Prime Minister Boris Johnson will look at ways to recognise the “heroic efforts” of 99-year-old Captain Tom Moore, who has raised more than £14 million for the NHS by walking 100 laps of his garden.
The Second World War veteran set out to complete the challenge before his 100th birthday on April 30, wanting to give something back to the staff who treated him for a broken hip.
His initial target was to raise a modest £1,000.
He completed his 100th length on Thursday, at the Bedfordshire home where he lives with his family, but he plans to carry on as donations continue to pour in.
Downing Street said that Mr Johnson will look at ways to recognise Cpt Moore’s efforts, amid multiple calls for Cpt Moore to receive a knighthood.
The Prime Minister’s spokesman told a Westminster briefing: “From his military contributions to his support for NHS staff, Tom has demonstrated a lifetime of bravery and compassion.
“The Prime Minister will certainly be looking at ways to recognise Tom’s heroic efforts.”
Number 10 said Cpt Moore had “captured the heart of the nation” and “embodied the spirit of the whole country in doing their bit for the battle against coronavirus”.

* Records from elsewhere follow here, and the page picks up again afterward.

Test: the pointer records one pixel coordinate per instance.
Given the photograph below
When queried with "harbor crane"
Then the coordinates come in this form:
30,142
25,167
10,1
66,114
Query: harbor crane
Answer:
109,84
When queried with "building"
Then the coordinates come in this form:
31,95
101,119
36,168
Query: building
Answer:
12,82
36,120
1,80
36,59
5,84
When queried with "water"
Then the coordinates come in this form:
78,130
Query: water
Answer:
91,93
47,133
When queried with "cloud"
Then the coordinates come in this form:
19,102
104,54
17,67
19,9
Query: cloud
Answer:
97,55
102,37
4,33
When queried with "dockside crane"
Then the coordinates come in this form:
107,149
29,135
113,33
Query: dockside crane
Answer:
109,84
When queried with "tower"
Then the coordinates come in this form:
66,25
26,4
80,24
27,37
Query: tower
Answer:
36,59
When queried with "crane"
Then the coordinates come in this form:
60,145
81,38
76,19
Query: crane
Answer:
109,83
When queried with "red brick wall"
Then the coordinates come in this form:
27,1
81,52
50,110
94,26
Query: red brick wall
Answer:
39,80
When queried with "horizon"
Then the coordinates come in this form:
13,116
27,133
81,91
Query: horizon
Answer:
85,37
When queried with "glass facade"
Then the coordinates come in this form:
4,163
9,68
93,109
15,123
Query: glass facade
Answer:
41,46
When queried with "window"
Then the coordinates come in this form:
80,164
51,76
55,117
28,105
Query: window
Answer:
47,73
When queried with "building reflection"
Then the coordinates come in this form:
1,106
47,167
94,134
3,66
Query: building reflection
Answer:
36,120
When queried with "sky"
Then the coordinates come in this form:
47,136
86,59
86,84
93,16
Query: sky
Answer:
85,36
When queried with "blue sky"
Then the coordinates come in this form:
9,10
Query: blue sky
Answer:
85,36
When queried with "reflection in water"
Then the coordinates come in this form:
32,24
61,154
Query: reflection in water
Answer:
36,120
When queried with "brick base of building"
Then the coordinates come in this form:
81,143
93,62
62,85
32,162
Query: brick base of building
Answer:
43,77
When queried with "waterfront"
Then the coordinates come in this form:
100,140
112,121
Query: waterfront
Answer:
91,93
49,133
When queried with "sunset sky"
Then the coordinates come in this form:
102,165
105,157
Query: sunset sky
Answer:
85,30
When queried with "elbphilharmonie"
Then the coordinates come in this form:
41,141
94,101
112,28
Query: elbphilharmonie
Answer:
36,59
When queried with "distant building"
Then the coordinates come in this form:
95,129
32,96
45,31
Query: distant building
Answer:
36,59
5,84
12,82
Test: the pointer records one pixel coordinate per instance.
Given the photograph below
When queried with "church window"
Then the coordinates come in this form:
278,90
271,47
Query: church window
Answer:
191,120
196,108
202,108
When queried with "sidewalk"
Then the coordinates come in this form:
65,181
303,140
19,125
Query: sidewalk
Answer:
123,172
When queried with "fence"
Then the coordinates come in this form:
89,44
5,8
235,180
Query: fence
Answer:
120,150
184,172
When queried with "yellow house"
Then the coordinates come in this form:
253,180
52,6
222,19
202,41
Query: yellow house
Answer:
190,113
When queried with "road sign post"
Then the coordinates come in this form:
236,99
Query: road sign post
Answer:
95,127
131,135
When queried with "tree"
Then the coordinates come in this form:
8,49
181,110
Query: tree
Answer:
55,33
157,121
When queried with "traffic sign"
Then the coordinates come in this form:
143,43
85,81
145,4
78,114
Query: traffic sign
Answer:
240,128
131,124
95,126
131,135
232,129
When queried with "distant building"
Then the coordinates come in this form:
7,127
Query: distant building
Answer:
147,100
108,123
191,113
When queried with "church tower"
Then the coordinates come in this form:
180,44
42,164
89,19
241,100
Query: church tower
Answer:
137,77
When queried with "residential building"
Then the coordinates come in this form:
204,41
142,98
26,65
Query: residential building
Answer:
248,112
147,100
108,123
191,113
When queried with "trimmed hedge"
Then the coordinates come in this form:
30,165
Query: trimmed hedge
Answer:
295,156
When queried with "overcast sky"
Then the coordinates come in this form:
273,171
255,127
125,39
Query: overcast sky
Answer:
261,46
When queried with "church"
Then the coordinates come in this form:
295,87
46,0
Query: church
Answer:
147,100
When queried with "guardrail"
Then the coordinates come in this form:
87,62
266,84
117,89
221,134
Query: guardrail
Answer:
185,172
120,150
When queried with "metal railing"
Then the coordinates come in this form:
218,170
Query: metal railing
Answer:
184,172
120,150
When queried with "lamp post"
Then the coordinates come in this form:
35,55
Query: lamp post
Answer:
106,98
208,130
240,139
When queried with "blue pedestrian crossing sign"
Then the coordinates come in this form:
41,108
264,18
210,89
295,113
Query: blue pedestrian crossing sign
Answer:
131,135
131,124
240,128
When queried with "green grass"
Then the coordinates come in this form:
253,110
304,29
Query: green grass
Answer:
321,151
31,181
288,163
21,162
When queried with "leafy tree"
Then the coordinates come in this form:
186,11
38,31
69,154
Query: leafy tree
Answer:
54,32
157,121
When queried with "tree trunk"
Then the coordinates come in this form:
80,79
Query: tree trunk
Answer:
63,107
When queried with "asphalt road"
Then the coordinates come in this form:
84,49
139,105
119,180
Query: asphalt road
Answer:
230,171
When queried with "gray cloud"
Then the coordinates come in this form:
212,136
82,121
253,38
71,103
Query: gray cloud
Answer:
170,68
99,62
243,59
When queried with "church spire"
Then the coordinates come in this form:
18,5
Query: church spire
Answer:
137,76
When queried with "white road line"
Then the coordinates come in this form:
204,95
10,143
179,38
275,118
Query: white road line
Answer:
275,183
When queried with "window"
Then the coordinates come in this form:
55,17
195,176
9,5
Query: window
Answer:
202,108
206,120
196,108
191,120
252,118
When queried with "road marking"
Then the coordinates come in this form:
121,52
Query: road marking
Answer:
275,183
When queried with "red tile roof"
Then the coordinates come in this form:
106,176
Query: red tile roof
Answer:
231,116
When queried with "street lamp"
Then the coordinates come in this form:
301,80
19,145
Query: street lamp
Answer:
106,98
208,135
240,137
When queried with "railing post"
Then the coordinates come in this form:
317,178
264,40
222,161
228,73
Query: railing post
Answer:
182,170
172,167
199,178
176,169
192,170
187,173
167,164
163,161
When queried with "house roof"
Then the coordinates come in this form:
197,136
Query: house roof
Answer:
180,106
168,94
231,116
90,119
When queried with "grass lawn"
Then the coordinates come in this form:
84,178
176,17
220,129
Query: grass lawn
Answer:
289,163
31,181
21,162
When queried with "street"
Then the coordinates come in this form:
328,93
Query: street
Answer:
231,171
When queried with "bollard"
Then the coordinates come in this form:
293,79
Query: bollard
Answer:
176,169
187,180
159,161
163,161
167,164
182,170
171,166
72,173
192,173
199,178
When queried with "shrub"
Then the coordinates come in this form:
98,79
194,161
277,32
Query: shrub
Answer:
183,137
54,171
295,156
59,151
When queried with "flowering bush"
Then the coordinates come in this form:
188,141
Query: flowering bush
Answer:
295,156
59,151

By Thursday afternoon, more than 700,000 supporters had donated more than £14 million on Cpt Moore’s JustGiving page – the largest total ever raised in a single campaign on the website.

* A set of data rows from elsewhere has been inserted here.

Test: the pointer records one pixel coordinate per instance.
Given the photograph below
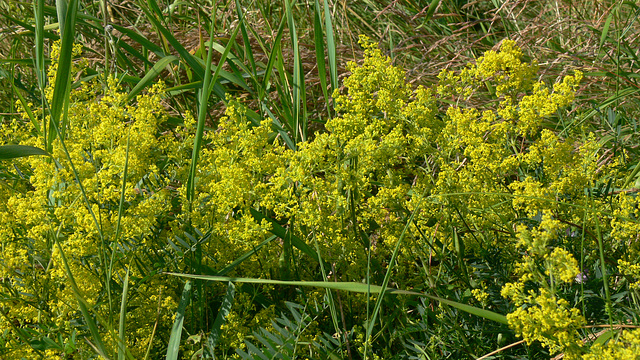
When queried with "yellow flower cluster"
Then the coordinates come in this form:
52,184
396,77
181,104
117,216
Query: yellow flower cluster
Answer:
626,347
483,170
99,234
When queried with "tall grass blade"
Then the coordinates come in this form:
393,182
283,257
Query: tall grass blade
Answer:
38,10
17,151
319,44
93,328
432,9
60,98
354,287
331,46
248,52
191,60
61,10
176,331
122,347
385,281
205,92
298,89
151,75
27,108
224,310
605,29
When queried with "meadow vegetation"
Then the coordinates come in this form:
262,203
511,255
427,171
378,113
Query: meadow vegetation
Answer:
319,180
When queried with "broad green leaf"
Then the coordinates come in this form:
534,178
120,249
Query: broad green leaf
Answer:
354,287
16,151
176,331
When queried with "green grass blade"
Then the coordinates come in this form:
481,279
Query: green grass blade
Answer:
151,75
387,277
27,108
16,151
245,38
224,310
63,75
319,44
605,29
273,56
331,47
244,257
354,287
38,9
298,91
61,9
122,347
93,328
281,232
205,92
141,39
191,60
432,9
176,331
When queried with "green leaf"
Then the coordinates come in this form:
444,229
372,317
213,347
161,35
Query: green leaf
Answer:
176,331
16,151
151,75
354,287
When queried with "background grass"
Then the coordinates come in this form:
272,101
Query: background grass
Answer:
283,60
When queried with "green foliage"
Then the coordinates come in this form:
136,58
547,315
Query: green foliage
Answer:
485,200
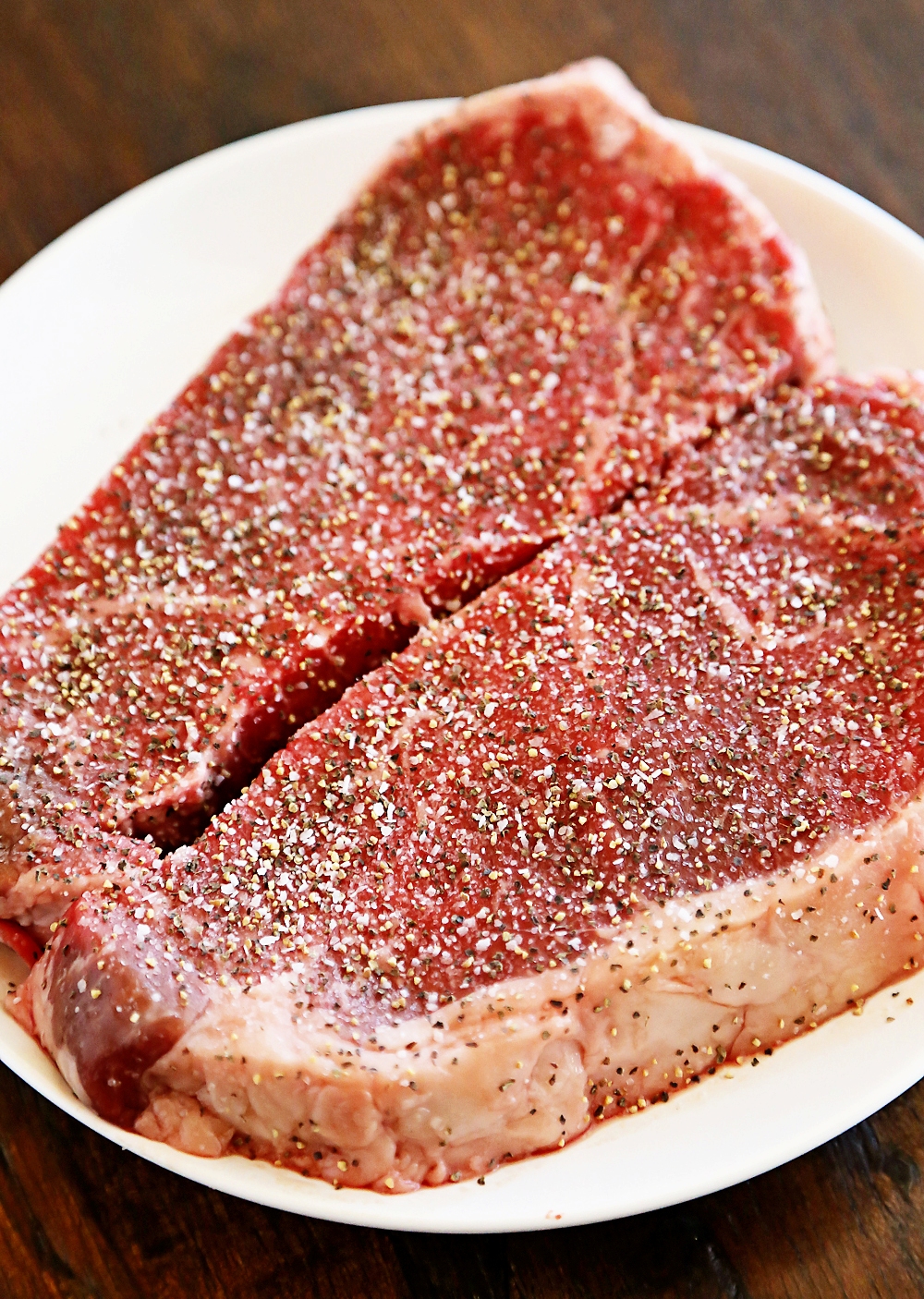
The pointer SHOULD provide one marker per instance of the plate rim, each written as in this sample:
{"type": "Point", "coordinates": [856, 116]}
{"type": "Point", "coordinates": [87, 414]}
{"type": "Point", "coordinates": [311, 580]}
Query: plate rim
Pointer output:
{"type": "Point", "coordinates": [371, 1208]}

Cpt Moore completed the final 25-metre lap of his 100-lap challenge as a special guard of honour by the 1st battalion of the Yorkshire Regiment looked on.
Speaking at the finish line, he said he felt “fine” and that he was “surrounded by the right sort of people”.
Cpt Moore said plans for his party have been affected by the virus but that the national outpouring of love and support for him was “a party enough for me”.
There is also an online campaign for children to make him birthday cards.
He told ITV that the public generosity had been “unbelievable”, adding: “Our country and all our nations, we’re all so generous in all sorts of ways.
“But it’s for a super purpose.
“Nurses, doctors and all the back-up workers, they deserve everything we can give them.”
Cpt Moore was given a special mention in a press briefing on Wednesday by Health Secretary Matt Hancock, who described him as an “inspiration”.
Originally from Keighley in West Yorkshire, Cpt Moore trained as a civil engineer before enlisting in the Army for the Second World War, rising to captain and serving in India and Burma.
Donations to NHS Charities Together can still be made at www.justgiving.com/fundraising/tomswalkforthenhs.